The lyrics “ho ho hotaru” evoke the children’s song Hotaru Koi (Come, Fireflies).

BeginningNagoya Municipal Shiroyama Junior High School

This is a choral piece with lyrics by Naoko Kudo and music by Makiko Kinoshita.

Other choral works in which Makiko Kinoshita set Naoko Kudo’s poems to music include “Mainichi ‘Ohatsu’,” which was selected as the compulsory piece for the Elementary School Division of the 73rd (FY2006) NHK All-Japan School Music Competition.

Song of the Small RiverKumiko Osugi

It was the ending theme of the TV anime “Meme Iroiro Yume no Tabi.” Like the opening theme “Pocket Universe,” the lyrics were written by Etsuko Kibika and the music was composed by Takeo Watanabe.

Kumiko Ōsugi is an anison (anime song) singer known for theme songs in the “World Masterpiece Theater” series.

MoldauShiroyama Junior High School, Nagoya City, Aichi Prefecture

It is the second piece from Smetana’s cycle of symphonic poems, Má vlast (My Homeland).

It depicts the flow of the river that runs through the city of Prague—called the Moldau in German and the Vltava in Czech.

Since its premiere in 1874, it has become one of Smetana’s signature works, and arranged versions are often performed as art songs and choral pieces.

Little loaches and little crucian carpHibari Children's Chorus

Based on rice-planting and children’s songs beloved in the Tohoku region, Toshiaki Okamoto composed a mixed chorus arrangement in 1936.

As for the lyrics, there are theories that Kiyoshi Toyoguchi wrote them, or that they were collected from folk songs.

On NHK’s “Minna no Uta,” it was introduced in 1961, the year the program began broadcasting, sung by Hiroko Nakamura.

Children’s songs, school songs, and nursery rhymes themed around rivers.

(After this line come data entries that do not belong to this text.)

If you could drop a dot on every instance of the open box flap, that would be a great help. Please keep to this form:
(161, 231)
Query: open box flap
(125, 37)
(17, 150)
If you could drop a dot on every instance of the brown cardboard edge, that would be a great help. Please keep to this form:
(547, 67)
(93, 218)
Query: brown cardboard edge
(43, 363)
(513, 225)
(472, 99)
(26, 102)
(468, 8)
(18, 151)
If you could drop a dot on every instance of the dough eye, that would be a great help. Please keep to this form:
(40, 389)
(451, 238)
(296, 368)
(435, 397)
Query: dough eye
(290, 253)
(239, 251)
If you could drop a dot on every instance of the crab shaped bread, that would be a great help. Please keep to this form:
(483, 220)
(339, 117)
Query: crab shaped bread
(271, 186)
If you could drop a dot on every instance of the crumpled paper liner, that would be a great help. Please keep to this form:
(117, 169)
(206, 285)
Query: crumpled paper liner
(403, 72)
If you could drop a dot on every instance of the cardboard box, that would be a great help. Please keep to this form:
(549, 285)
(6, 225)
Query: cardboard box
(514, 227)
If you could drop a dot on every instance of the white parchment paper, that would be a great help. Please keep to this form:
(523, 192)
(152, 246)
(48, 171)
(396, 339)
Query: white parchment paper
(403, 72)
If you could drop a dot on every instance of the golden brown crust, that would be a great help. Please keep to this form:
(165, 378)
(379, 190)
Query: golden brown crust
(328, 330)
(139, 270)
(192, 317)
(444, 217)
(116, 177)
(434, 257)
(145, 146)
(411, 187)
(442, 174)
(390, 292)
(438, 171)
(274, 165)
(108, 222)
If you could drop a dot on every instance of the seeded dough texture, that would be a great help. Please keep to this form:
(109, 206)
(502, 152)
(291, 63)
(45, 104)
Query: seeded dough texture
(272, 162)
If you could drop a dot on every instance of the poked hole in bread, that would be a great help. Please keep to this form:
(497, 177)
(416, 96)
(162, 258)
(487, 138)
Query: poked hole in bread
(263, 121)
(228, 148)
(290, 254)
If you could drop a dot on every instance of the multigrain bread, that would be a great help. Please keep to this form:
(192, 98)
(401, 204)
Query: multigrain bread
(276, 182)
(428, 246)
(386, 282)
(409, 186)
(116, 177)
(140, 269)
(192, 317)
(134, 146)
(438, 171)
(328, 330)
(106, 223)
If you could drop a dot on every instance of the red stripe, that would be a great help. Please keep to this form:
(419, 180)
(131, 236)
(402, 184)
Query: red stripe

Beloved classics of waterside scenes (41–50).

Bengawan SoloGusan Martohartono

Bengawan Solo – Indonesian folk song
Bungawan Sorogusan Martohartono

This is a representative song of kroncong, Indonesia’s popular music.

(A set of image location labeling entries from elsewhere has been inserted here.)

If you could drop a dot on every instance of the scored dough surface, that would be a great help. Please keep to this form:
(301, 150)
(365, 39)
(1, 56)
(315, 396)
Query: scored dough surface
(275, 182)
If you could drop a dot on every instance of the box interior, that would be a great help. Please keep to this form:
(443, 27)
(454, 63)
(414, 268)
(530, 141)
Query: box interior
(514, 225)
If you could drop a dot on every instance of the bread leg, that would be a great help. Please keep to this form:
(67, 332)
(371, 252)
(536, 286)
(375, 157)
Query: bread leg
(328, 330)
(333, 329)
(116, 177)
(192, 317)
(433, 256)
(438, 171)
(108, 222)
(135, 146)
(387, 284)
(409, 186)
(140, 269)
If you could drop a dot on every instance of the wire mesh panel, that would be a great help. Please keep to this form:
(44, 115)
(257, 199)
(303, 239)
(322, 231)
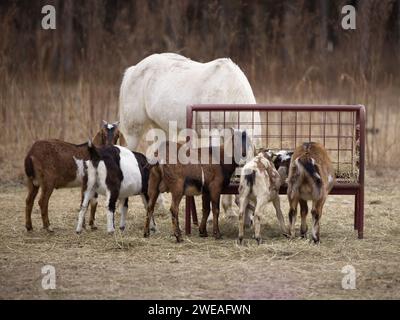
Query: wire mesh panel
(287, 129)
(341, 129)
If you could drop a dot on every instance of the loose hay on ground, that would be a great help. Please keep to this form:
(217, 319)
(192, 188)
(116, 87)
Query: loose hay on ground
(125, 265)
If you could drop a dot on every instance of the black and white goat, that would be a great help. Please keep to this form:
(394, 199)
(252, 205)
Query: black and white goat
(117, 173)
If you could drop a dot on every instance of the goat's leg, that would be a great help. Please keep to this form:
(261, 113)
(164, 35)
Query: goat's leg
(303, 213)
(226, 200)
(145, 200)
(215, 199)
(153, 195)
(30, 199)
(112, 198)
(93, 207)
(176, 199)
(277, 205)
(292, 216)
(316, 213)
(260, 208)
(47, 190)
(88, 194)
(123, 205)
(243, 202)
(206, 212)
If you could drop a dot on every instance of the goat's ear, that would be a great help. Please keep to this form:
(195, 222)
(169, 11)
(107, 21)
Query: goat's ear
(97, 140)
(122, 141)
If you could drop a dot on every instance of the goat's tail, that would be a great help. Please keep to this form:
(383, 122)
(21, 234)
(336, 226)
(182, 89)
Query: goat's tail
(311, 168)
(29, 168)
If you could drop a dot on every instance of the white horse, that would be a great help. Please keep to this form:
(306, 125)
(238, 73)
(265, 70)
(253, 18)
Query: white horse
(159, 88)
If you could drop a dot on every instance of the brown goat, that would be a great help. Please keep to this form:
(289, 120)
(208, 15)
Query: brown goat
(53, 164)
(207, 179)
(311, 177)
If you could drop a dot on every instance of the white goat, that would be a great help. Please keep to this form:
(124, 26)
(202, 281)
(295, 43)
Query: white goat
(259, 184)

The title means the Solo River, and the lyrics sing of the marvels of nature—the river overflowing in the rainy season but nearly drying up in the dry season—and of the hometown longings of the people who live there.

Waves of the Amur RiverTomakomai Choir

Tomakomai Choir “Waves of the Amur River”
Amur River no Nami Tomakomai Choir

It is Amurskiye Volny (Waves of the Amur), a Russian folk song composed by Max Kyuss.

After Kyuss passed away, lyrics were added in 1944, and it was arranged as a choral piece for the Red Army Choir.

The Amur River is a great river that forms the border between Russia and China’s Heilongjiang Province.